Parlait-il de sa mort qui venait, parlait-il déjà de cette Ascension que nous fêtons ? Peut-être n’est-ce finalement pas la question, car il s’agit d’un même mouvement, d’un même chemin qu’il nous ouvre : son passage de ce monde au Père, un passage, une Pâques, par laquelle il lui faut traverser la mort pour vivre autrement, pour être désormais présent autrement.
40 jours nous séparent d’ailleurs de Pâques, 40 jours de Pâques à cette fête de l’Ascension. 40 jours, comme les 40 ans de marche au désert, entre la libération du pays d’esclavage et l’entrée en Terre promise. 40 ans c’est-à-dire un certain temps, pour dire quasi une vie ; une vie pour apprendre à prendre le chemin qui mène au Père, là où le Christ nous promet une place et nous précède. Là où il veut nous conduire.
Alors oui, il s’en va. Il était là et il retourne au Père. Et il le peut désormais, sans que cela ne trouble outre mesure ses disciples, ses proches, ses apôtres. Car ils ont fait l’expérience que la mort n’est plus la fin de toute vie, qu’elle est bien ce passage, cette Pâques, au creux duquel se trace le chemin.
Ils l’ont vu, ressuscité, ils ont mangé et bu avec lui, ils ont même été invités à le toucher. C’était bien lui. Il est vivant ! Certes, autrement, mais c’est bien lui. Présence qui vient nous rejoindre, nous relever, nous conduire.
Alors il peut retourner au Père, ils savent, leurs yeux se sont ouverts, ou plutôt leur cœur est désormais tout brûlant quand ils pressentent que c’est bien lui, qu’il est bien là, mystérieusement mais réellement. Il peut retourner au Père, ils n’ont plus besoin de preuve, ils savent, ils croient : la mort a été vaincue et la vie est plus forte que tout mal. En Dieu. Avec lui.

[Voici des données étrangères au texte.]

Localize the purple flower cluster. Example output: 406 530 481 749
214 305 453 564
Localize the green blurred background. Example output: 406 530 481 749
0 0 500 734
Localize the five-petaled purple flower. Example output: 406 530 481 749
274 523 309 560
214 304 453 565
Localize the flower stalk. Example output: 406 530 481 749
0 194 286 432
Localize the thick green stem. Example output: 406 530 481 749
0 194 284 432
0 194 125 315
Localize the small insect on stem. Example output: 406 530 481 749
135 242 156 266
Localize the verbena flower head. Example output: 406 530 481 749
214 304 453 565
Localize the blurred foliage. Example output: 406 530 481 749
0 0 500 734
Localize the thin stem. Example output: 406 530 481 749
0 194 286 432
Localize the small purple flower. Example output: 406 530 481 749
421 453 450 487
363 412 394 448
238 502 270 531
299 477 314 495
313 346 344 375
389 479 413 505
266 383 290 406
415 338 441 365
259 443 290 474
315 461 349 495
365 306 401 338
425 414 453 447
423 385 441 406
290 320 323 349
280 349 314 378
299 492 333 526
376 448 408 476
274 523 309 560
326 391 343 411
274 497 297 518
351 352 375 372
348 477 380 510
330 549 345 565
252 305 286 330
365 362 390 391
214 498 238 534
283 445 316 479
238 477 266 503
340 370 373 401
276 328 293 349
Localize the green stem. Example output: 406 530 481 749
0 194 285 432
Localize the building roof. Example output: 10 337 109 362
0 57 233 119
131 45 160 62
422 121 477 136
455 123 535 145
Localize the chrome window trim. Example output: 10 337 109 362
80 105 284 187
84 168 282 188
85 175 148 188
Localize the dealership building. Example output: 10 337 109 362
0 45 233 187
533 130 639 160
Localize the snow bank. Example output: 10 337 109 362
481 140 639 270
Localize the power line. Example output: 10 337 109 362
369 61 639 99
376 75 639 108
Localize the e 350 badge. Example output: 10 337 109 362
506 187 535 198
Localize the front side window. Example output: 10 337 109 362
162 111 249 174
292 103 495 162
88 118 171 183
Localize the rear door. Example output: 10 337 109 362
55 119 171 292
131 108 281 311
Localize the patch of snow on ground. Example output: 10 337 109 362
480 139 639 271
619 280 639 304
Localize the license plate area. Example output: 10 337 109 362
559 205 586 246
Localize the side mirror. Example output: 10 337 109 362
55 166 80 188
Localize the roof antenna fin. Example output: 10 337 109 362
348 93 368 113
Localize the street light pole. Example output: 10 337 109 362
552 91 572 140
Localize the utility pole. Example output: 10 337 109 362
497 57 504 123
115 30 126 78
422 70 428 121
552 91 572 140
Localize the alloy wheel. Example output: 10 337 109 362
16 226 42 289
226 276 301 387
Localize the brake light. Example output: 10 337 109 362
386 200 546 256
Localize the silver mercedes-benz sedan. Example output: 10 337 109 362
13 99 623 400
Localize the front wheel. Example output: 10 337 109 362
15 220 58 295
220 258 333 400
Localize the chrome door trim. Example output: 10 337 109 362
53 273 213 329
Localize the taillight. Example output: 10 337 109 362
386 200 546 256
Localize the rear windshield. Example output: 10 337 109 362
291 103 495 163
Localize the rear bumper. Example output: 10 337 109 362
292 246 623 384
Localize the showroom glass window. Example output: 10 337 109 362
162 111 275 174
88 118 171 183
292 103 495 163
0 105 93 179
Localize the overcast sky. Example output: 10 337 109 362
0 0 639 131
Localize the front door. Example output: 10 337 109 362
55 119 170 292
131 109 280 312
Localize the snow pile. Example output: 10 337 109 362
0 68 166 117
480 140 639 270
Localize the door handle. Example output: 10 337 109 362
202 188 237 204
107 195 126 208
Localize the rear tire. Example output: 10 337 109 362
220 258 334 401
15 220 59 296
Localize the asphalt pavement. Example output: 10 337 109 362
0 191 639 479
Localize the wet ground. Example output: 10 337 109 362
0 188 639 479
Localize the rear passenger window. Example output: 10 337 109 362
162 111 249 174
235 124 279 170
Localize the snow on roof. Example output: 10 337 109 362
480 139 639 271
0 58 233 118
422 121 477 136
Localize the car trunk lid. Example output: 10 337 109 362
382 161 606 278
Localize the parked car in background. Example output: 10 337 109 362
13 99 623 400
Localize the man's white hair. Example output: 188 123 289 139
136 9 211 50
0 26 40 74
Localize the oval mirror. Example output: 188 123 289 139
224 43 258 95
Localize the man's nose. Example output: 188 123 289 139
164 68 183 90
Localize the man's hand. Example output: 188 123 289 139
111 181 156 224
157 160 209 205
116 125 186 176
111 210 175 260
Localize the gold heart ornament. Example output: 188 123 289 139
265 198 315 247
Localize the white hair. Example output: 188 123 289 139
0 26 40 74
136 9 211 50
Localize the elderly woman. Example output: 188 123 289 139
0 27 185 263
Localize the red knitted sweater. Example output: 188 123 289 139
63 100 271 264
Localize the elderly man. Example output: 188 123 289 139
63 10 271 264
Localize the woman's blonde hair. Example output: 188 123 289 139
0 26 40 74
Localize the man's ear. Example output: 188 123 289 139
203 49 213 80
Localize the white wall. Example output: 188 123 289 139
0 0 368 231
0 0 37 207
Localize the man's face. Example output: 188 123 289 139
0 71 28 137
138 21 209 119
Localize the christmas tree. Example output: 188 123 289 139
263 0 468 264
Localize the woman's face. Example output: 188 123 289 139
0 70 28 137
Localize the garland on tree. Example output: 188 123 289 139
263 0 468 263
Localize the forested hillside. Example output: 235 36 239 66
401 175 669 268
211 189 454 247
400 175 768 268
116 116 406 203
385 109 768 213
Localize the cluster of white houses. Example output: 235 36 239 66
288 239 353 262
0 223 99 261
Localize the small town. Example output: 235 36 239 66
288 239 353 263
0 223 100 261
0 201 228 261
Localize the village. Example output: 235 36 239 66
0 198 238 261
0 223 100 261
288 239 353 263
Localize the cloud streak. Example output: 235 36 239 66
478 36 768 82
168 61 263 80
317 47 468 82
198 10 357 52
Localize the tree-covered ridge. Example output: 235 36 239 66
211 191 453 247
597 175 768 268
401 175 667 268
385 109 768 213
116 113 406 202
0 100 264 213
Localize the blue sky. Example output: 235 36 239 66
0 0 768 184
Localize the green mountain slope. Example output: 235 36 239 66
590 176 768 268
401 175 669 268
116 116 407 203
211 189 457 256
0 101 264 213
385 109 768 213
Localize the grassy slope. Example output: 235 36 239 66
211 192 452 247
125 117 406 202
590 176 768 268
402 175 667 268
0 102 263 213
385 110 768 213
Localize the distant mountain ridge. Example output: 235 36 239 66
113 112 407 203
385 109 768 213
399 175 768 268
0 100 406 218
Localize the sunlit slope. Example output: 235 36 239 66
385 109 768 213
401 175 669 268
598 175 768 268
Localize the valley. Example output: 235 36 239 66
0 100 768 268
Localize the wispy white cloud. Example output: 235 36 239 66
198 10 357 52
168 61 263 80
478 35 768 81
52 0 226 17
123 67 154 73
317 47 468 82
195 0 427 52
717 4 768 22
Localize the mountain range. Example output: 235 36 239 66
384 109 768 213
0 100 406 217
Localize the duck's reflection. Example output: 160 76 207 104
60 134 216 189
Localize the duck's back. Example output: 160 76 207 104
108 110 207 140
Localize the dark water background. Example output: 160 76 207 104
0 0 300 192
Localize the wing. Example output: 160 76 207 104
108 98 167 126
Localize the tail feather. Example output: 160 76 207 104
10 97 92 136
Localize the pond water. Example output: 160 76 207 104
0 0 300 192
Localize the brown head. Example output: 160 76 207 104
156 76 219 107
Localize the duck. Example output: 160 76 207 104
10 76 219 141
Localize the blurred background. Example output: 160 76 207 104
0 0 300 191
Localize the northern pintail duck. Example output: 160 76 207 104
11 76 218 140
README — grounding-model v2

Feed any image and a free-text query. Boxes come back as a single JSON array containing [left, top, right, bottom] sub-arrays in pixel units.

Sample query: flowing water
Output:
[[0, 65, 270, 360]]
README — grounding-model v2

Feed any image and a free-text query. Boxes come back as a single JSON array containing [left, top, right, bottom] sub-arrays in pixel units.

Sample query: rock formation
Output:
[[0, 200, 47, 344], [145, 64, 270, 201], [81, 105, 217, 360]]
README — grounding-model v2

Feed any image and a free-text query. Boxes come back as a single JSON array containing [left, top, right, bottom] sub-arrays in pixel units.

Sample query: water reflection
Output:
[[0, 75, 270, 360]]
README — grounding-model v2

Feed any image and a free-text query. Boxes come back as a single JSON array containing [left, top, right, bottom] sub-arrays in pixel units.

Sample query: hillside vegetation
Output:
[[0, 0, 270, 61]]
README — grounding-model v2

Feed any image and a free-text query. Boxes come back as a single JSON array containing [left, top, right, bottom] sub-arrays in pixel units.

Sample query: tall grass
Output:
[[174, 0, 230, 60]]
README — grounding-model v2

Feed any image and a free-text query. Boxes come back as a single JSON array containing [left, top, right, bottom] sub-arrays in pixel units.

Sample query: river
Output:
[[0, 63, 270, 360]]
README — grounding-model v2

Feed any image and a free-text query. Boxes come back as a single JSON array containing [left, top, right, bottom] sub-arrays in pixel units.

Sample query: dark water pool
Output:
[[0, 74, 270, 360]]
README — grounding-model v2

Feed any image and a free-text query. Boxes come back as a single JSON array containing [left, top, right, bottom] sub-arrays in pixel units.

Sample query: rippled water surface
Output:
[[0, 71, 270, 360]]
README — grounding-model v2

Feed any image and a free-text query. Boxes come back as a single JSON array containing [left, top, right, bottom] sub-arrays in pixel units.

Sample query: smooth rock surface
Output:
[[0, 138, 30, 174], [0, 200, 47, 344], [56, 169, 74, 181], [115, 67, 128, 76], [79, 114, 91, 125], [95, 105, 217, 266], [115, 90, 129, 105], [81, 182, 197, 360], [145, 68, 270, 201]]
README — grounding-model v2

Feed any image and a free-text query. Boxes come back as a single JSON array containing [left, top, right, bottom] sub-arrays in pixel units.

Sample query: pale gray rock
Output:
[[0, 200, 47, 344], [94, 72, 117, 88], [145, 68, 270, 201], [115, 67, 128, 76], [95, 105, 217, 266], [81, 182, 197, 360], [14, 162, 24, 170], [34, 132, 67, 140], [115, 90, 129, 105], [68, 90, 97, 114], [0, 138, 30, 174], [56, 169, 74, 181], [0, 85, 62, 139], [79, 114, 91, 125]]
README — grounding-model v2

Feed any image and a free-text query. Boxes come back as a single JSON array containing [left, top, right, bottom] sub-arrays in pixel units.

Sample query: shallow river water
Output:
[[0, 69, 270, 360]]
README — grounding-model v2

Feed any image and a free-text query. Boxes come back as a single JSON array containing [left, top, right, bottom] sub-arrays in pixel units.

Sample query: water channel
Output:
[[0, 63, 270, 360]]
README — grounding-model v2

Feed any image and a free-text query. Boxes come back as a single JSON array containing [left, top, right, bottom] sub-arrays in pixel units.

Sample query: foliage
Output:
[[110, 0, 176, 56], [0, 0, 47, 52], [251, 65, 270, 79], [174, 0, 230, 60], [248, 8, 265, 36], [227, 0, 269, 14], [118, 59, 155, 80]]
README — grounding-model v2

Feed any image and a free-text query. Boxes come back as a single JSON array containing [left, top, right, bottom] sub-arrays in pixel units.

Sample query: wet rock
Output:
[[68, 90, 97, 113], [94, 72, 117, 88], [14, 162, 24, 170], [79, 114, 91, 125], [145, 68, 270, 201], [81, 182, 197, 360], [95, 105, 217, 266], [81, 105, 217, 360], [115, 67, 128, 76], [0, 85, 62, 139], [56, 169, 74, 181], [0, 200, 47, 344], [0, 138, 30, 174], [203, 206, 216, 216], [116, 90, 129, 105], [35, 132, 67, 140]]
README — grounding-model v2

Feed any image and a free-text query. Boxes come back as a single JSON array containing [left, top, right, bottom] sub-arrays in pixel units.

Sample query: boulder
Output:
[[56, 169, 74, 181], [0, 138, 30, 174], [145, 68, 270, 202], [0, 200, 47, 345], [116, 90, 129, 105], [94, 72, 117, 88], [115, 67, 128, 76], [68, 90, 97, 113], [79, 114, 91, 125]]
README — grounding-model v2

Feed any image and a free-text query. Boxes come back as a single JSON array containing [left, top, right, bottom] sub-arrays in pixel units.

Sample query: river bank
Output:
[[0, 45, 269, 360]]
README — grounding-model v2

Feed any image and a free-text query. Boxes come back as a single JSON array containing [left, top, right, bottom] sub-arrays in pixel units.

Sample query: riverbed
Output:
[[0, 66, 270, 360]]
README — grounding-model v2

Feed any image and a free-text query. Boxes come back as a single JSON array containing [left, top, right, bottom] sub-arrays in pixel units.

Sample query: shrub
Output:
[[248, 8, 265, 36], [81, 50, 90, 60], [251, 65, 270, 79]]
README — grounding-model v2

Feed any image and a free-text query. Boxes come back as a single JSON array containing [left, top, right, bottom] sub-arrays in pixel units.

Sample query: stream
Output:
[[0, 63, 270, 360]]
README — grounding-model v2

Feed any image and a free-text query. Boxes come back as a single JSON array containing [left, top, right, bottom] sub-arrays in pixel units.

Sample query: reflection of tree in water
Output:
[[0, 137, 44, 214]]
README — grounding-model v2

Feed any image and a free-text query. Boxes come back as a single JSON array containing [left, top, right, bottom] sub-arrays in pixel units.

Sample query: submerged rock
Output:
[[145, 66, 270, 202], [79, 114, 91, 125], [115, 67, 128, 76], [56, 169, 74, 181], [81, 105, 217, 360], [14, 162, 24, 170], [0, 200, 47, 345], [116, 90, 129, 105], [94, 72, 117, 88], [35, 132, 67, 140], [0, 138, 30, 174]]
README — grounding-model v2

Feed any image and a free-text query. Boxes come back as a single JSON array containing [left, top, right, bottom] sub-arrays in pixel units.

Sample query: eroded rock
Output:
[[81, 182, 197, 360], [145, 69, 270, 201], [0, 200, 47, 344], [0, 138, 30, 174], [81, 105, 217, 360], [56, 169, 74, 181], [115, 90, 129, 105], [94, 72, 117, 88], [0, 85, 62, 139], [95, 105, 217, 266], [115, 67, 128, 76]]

Ils peuvent le laisser s’en retourner et devenir ses mains qui vont prendre soin, sa voix pour annoncer la Parole et la Bonne nouvelle du salut, et ses pieds qui iront à la rencontre du plus grand nombre, de par le monde.
D’ailleurs il les envoie : « Allez », leur dit-il, « Allez dans le monde entier. Proclamez l’Évangile à toute la création. Celui qui croira et sera baptisé sera sauvé » …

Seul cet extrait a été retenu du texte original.